Nobody draws a zebra’s stripes on one by one — there couldn’t be a gene for "stripe number 14". Instead, as the animal grows in the egg or womb, two invisible messenger chemicals spread through its skin, one slow and one fast, and they fight: one says "make it dark here", the other says "keep it pale". Wherever they balance, a stripe or a spot locks in.

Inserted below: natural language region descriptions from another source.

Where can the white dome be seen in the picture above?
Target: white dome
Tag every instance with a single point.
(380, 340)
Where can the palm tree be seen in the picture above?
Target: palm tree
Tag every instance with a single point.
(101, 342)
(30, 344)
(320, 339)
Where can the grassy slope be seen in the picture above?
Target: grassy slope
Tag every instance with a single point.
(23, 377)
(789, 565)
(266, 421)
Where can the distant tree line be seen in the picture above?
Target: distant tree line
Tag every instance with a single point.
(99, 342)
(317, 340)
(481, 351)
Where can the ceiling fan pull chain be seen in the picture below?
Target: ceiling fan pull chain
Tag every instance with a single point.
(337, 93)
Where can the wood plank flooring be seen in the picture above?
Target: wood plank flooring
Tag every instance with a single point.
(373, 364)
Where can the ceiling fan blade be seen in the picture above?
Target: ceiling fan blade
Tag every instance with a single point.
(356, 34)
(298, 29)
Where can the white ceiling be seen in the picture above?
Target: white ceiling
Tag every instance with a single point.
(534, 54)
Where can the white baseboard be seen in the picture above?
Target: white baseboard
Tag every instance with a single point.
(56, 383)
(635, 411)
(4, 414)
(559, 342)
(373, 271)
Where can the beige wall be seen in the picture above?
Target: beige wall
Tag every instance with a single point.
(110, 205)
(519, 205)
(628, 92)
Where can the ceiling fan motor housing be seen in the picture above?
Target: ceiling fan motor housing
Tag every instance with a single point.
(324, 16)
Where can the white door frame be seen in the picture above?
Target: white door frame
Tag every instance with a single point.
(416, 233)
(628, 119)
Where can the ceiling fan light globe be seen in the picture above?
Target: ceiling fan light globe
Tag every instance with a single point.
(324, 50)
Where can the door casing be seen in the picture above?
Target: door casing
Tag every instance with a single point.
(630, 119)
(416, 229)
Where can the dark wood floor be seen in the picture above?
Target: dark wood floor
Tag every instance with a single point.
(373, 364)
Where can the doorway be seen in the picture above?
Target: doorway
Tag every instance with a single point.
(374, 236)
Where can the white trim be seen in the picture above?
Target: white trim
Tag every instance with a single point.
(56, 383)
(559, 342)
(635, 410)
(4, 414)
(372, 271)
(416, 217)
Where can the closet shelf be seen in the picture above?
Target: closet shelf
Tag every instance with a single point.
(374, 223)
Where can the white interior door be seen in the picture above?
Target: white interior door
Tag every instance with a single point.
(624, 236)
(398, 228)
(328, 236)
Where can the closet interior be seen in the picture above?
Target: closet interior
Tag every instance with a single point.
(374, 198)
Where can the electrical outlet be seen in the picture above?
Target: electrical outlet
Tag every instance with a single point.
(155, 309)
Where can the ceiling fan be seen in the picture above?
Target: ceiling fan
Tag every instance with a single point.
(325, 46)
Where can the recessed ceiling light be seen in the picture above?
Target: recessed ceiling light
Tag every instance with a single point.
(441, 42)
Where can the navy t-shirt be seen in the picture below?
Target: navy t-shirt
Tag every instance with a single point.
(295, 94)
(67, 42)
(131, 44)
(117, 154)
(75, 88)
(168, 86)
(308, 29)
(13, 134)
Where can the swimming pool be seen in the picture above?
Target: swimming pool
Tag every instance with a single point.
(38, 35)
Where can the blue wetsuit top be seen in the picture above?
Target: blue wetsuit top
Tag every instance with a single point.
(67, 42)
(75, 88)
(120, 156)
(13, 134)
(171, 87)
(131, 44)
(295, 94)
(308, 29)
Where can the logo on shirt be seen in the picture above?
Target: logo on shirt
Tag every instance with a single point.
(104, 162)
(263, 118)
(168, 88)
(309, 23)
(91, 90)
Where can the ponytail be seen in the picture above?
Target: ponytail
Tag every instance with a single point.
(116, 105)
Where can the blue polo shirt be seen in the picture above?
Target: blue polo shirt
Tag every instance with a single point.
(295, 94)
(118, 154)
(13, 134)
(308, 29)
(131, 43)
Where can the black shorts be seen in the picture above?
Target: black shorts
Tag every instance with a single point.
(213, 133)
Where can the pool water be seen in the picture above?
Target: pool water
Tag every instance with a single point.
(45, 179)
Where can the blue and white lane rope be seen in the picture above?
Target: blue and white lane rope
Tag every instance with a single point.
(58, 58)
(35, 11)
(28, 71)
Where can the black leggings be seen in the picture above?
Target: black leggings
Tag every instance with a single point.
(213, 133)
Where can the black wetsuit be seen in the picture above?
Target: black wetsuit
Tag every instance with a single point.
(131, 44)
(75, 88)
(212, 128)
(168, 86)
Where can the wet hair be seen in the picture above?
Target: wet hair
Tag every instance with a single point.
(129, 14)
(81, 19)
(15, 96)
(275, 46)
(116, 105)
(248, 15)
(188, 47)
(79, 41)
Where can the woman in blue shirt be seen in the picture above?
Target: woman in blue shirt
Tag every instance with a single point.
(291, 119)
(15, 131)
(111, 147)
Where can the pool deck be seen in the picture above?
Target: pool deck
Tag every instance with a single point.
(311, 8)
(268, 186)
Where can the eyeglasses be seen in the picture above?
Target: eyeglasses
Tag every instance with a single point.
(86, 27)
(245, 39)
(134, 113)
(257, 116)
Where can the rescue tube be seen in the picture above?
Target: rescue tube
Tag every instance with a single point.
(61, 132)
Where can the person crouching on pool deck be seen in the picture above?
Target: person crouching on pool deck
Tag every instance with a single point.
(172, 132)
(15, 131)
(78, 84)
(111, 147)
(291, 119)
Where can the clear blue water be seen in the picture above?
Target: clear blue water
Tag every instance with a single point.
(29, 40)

The amazing part: the same recipe makes cheetah spots, zebra stripes, or giraffe patches — just by nudging two dials.
Most people assume a coat pattern is painted to a plan, with a gene for each stripe. In fact it precipitates out of a chemical tug-of-war, a slow inhibitor versus a fast activator, and tuning just two rates turns spots into stripes.
What's actually happening
A coat looks designed — every stripe in its place, as if painted to a plan. But there is no blueprint placing stripe number fourteen, and no gene could store one. In 1952 Alan Turing, in his only paper on biology, proposed something radical: a pattern can lay itself down with no map at all, from nothing but chemistry and diffusion. Two interacting substances spreading at different speeds can turn a smooth, featureless sheet into regular spots and stripes on their own.
The trick is a competition. Imagine an "activator" that makes pigment and also makes more of itself, paired with an "inhibitor" that blocks pigment and spreads faster. A tiny random surplus of activator grows into a dark patch, but the fast inhibitor races outward and fences it off, forbidding another patch too close. Repeat across the skin and you get evenly spaced marks — and by tuning just two rates you slide the very same equations from dots to stripes to a labyrinth. The simulator above runs exactly this chemistry (the Gray–Scott version of Turing’s idea); the coat presets change only two numbers.
For decades it was an elegant theory without a smoking gun. Then in 1995 Shigeru Kondo and Rihito Asai filmed marine angelfish whose stripes slowly drift and rearrange over weeks, keeping a constant spacing as the fish grows — moving patterns, exactly as reaction–diffusion predicts and nothing like fixed markings. There is even a giveaway geometry: on a narrow, tapering tail a spot pattern is squeezed into stripes, so a spotted animal can have a striped tail (look at a cheetah’s tail tip), but a striped animal essentially never has a spotted one. Note this is about how the pattern forms — what zebra stripes are for, whether fly deterrence or cooling, is a separate, livelier debate.
The same reaction-diffusion rule spots a leopard and stripes a zebra — which is why a tapering tail forces spots into stripes, but never the reverse.
- 1Pull up photos of spotted cats (cheetah, leopard, jaguar) and look only at their tails.
- 2You’ll find the spots give way to rings or stripes toward the tip, every time, because the tail is too narrow to hold the spot pattern.
- 3Now check striped animals’ tails: striped all the way. You’ve just confirmed Turing’s geometry rule by eye.
Common questions
Alan Turing showed in 1952 that a short-range activator (which makes pigment and more of itself) paired with a faster-spreading inhibitor turns a featureless sheet into evenly spaced spots or stripes. Tuning just two rates slides between dots and stripes.
Yes. In 1995 Kondo and Asai filmed marine angelfish whose stripes slowly drift and rearrange over weeks while holding their spacing — moving patterns, exactly as reaction-diffusion predicts and nothing like fixed markings.
On a narrow, tapering tail the spot pattern is squeezed into stripes, so a cheetah has a striped tail tip. The reverse, a striped animal with a spotted tail, essentially never occurs.